Originally posted by: jman19
Originally posted by: DrPizza
Lumbus, I'll try to keep it simple.
First of all, do you understand:
I have 3 cards,
1 black both sides
1 black one side, red one side
1 red both sides
I pull a card at random and only look at one side. I see black. What's the probability that the other side is black? Answer: 2/3
Originally posted by: DrPizza
Originally posted by: jman19
Originally posted by: DrPizza
Lumbus, I'll try to keep it simple.
First of all, do you understand:
I have 3 cards,
1 black both sides
1 black one side, red one side
1 red both sides
I pull a card at random and only look at one side. I see black. What's the probability that the other side is black? Answer: 2/3
It came from a previous post. Here, allow me to complete it for you:
I have 3 cards,
1 black both sides
1 black on side, red one side
1 red both sides.
HOW you get the information about a card is relevant:
A. If I tell you that at least one side of my card has black, then there's a 50% chance that the other side is black. (It's one of two cards.)
B. If you draw a card at random and only look at one side - and that side is black, then there is a 66 2/3% chance that the other side is black.
How the OP stated the problem matches with situation (B) above.
Originally posted by: Blefuscu
Hardly. There is no information whatsoever given about the third child. Another way to think of it is: goto every house in the world where there are 3 children, at least 2 of whom are boys. The third kid is a girl 50% of the time.
The question is not, "what percent of three kid families have 2 boys and a girl". That is a completely different question. If you cannot tell the difference, then you need to take a statistics course.
"What is the probability that the child playing in the back yard is a girl?" is a different question than "What percent of three kid families have 2 boys and a girl?" or "What is the probability that a 3 kid family has one girl?"
If you mean to ask the question where the answer is 50%, the OP's question is worded appropriately. If you mean to ask any other question then there are much clearer ways to pose the question. From the way it is posed, the question seems to be about the child, not the family. If you read it and think the question is about the family, well then we are not arguing about statistics anymore.
Originally posted by: DrPizza
Originally posted by: Blefuscu
Hardly. There is no information whatsoever given about the third child. Another way to think of it is: goto every house in the world where there are 3 children, at least 2 of whom are boys. The third kid is a girl 50% of the time.
The question is not, "what percent of three kid families have 2 boys and a girl". That is a completely different question. If you cannot tell the difference, then you need to take a statistics course.

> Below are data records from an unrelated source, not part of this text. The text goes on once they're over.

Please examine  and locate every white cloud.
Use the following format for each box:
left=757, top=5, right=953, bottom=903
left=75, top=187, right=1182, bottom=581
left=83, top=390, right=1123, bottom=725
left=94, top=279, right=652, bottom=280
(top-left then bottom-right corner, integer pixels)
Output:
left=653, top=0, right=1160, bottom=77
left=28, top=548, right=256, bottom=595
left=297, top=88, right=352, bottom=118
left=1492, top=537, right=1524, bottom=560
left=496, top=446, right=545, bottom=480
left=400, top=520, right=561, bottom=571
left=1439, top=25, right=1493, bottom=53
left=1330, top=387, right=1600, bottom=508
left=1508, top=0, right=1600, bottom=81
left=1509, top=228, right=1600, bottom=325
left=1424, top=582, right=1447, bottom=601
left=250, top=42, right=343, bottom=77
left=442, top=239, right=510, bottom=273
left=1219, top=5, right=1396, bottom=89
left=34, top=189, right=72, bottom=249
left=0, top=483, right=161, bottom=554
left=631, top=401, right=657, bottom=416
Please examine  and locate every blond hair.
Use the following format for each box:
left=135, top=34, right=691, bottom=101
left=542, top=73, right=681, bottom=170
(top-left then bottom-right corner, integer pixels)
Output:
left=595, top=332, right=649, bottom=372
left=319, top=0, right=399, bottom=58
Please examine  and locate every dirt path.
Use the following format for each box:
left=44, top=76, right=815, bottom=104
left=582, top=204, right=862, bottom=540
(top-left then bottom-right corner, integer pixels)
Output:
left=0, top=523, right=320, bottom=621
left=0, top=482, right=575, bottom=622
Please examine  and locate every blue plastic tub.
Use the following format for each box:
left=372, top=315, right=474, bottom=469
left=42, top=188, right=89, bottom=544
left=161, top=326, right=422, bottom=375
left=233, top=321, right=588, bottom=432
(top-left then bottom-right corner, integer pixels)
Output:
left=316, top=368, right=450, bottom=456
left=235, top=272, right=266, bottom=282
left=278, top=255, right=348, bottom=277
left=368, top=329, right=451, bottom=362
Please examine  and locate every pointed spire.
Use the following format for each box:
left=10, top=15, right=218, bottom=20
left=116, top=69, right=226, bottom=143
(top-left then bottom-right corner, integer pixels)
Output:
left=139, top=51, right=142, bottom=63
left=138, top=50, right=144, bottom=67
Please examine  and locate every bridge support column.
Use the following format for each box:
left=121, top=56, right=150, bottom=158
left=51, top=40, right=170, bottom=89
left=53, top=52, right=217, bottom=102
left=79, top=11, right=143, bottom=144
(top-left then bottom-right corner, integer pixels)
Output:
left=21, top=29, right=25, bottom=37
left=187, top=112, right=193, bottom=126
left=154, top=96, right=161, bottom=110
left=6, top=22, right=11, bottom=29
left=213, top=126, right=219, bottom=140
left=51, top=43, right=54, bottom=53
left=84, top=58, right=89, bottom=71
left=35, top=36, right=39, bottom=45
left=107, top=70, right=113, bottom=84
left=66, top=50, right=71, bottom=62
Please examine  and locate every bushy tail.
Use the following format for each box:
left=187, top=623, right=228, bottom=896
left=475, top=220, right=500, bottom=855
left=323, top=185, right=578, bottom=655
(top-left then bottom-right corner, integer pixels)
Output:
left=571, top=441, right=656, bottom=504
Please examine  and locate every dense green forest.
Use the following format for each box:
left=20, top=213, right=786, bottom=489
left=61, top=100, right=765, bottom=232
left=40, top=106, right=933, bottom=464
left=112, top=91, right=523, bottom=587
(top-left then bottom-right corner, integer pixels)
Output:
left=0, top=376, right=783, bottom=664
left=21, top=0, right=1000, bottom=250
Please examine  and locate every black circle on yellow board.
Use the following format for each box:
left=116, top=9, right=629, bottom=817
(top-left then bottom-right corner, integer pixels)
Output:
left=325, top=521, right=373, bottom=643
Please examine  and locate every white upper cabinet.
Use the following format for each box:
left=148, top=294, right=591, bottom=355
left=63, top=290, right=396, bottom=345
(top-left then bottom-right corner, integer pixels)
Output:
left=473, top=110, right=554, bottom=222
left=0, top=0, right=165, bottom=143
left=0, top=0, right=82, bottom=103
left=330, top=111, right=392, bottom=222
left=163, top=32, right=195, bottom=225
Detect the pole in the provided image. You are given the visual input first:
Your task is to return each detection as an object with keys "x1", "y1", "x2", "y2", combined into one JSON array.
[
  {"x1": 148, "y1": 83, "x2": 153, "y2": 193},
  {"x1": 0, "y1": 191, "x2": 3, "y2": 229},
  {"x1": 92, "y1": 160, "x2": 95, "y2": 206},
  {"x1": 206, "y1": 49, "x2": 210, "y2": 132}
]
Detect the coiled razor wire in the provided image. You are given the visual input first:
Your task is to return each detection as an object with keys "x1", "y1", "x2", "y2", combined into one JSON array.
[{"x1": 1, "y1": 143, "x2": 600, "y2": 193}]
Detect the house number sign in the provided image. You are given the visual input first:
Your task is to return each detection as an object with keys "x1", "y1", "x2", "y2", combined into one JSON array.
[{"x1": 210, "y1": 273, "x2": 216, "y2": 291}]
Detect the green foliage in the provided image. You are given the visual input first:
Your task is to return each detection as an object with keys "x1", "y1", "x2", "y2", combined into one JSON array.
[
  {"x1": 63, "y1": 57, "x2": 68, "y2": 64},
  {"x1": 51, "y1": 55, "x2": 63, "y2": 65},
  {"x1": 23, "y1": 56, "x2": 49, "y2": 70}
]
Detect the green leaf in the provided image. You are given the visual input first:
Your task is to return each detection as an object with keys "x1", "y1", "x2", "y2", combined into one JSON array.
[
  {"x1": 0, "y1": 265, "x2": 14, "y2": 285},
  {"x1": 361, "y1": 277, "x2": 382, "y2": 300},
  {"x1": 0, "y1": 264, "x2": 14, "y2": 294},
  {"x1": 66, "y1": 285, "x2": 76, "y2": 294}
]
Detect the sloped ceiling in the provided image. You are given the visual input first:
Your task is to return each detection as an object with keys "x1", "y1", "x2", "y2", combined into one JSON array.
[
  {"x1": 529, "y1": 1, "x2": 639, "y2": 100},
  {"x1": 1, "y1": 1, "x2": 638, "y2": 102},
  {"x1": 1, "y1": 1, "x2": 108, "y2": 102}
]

"What is the probability that the child playing in the back yard is a girl?" is a different question than "What percent of three kid families have 2 boys and a girl?" or "What is the probability that a 3 kid family has one girl?"
If you mean to ask the question where the answer is 50%, the OP's question is worded appropriately. If you mean to ask any other question then there are much clearer ways to pose the question. From the way it is posed, the question seems to be about the child, not the family. If you read it and think the question is about the family, well then we are not arguing about statistics anymore.
You apparently haven't read the thread or the arguments inside the thread on either side. First of all, the OP intended the answer to not be 50%. Second of all, if you go to every house in the world where there are 3 children, at least 2 of whom are boys, you'll find that the third kid is *not* a girl 50% of the time. The third child will actually be a girl 2/3's of the time, and a boy 1/3 of the time.
Originally posted by: Born2bwire
/me reads custom titles.
Are we... are we still allowed to argue with you now?
Originally posted by: Fourier Transform
With 3 children, you have 8 possibilities:
BBB, BBG, BGB, BGG, GBB, GBG, GGB, GGG
Probability (3rd child is a girl | 2 are boys) = Probability(3rd child is a girl AND 2 are boys)/Probability (First 2 are boys).
Probability (3rd child is a girl AND First two are boys) = 3/8
Probability (First 2 are boys) = 1/2
-> Probability (3rd child is a girl | 2 are boys) = (3/8) / (1/2) = 3/4 = 75%
Originally posted by: Nathelion
Originally posted by: Fourier Transform
With 3 children, you have 8 possibilities:
BBB, BBG, BGB, BGG, GBB, GBG, GGB, GGG
Probability (3rd child is a girl | 2 are boys) = Probability(3rd child is a girl AND 2 are boys)/Probability (First 2 are boys).
Probability (3rd child is a girl AND First two are boys) = 3/8
Probability (First 2 are boys) = 1/2
-> Probability (3rd child is a girl | 2 are boys) = (3/8) / (1/2) = 3/4 = 75%
*sigh*
Originally posted by: Matt1970
The way you asked the question, "What is the probability that the child playing in the back yard is a girl?" is still 50%. You are basicly flipping a quarter. The quarter has no memory of what the first two flips are. You still have the same odds as you did on the first flip.
Defining your event space as BBB, BBG, BGB, GBB doesn't give BBB enough probability weight because BBB is worth 3 events when the order of introduction is unknown.